The rapid advancement pervasiveness of ICT—especially in Norway where use of converging information and communication technologies is one of the highest in the world—is radically changing the possibilities for technology enhanced learning (TEL). Technological advancements, a perspective on knowledge as a cultural artefact, and our understandings of teaching and learning have influenced changes in learning environments during the past four decades. This has created new conditions for society and for its institutions that are challenging our basic assumptions about the nature of learning, teaching and educational activities in modern knowledge societies.

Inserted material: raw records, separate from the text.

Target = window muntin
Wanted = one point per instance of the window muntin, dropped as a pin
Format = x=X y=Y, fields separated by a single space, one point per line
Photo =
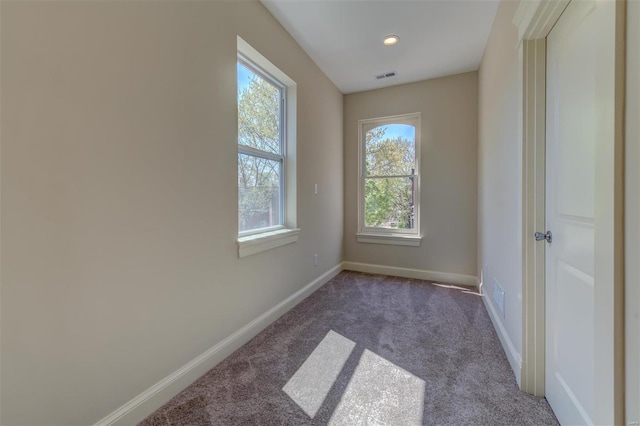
x=261 y=150
x=389 y=175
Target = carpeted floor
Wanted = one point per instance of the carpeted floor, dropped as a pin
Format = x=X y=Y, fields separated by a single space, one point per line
x=437 y=340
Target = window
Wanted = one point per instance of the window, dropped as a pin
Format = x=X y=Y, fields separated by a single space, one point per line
x=389 y=190
x=266 y=163
x=260 y=149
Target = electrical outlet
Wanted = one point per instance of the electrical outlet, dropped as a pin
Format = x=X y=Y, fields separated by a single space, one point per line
x=498 y=296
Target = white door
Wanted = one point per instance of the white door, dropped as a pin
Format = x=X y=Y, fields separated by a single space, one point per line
x=579 y=197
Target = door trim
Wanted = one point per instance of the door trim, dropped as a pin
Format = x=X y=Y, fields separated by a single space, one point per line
x=534 y=20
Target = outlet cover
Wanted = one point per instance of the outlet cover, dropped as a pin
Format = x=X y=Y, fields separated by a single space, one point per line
x=498 y=296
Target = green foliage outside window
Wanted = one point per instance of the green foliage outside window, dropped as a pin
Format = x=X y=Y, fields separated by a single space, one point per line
x=389 y=181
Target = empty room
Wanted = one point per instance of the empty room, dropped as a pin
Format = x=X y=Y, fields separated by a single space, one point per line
x=319 y=212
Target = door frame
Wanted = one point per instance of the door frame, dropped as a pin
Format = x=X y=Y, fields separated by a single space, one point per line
x=534 y=20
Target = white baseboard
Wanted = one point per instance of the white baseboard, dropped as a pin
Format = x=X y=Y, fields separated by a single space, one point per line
x=421 y=274
x=153 y=398
x=515 y=359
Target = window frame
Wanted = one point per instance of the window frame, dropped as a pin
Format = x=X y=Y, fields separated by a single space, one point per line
x=377 y=235
x=281 y=157
x=258 y=240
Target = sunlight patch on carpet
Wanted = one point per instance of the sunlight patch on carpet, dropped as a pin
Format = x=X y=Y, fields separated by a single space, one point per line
x=309 y=386
x=380 y=393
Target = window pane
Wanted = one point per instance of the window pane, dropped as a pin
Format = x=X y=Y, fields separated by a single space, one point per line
x=390 y=150
x=258 y=112
x=389 y=203
x=258 y=192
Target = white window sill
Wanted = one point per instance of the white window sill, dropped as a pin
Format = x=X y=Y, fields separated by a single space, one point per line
x=257 y=243
x=392 y=239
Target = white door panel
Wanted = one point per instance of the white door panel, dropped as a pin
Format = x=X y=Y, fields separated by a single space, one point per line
x=580 y=94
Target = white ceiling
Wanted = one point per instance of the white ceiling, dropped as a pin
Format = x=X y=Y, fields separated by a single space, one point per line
x=344 y=37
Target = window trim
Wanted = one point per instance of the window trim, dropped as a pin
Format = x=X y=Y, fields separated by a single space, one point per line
x=373 y=235
x=258 y=240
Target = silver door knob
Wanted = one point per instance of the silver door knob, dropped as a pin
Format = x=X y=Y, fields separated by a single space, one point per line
x=540 y=236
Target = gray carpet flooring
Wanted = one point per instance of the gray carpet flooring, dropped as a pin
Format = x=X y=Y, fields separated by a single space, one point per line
x=441 y=335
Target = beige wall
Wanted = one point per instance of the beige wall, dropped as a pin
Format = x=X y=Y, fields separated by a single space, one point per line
x=119 y=216
x=448 y=166
x=632 y=202
x=500 y=175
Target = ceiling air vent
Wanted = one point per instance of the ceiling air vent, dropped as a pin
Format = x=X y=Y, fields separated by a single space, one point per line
x=386 y=75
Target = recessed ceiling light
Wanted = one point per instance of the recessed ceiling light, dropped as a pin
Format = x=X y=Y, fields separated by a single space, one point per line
x=390 y=40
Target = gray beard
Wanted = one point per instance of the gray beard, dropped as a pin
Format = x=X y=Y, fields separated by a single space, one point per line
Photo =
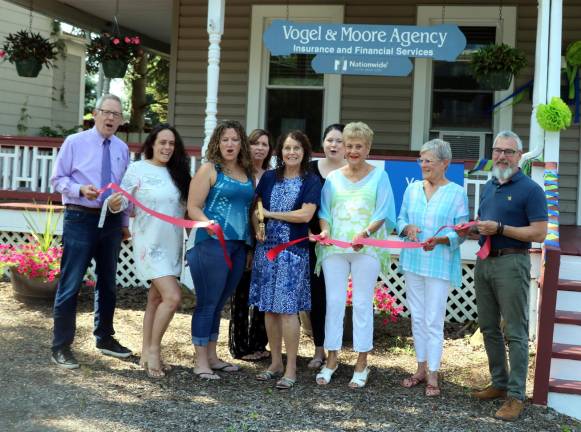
x=502 y=174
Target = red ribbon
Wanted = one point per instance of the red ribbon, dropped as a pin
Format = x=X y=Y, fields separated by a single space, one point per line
x=396 y=244
x=185 y=223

A fundamental challenge for TEL is how to design technology enhanced learning environments sensitive to the complex interconnections between pedagogical, technological and organisational issues and how to understand their use. First, this concerns an understanding of how humans interact and communicate while learning through technologies ranging from web-based applications or mobile devices to advanced multimedia systems and context aware and augmented reality. Second, it concerns further advancements in software applications and multimedia design and a deeper understanding of their affordances for human learning. Third, it concerns pedagogical designs and how central principles of learning and human development must be integrated into innovative learning environments in order to enable productive learning. Fourth, it concerns an understanding of infrastructural issues and how social organisations inhibit or afford the adoption of ICT mediated learning.
In this presentation I will focus on the design and use technology enhanced learning environments. I will show how my Scandinavian experience has influenced my perspective on ICT and on learning, thus helping shape my understanding of Technology Enhanced Learning. I will use examples from some of the projects in which I have been involved, with a focus on collaborative learning in distributed environments.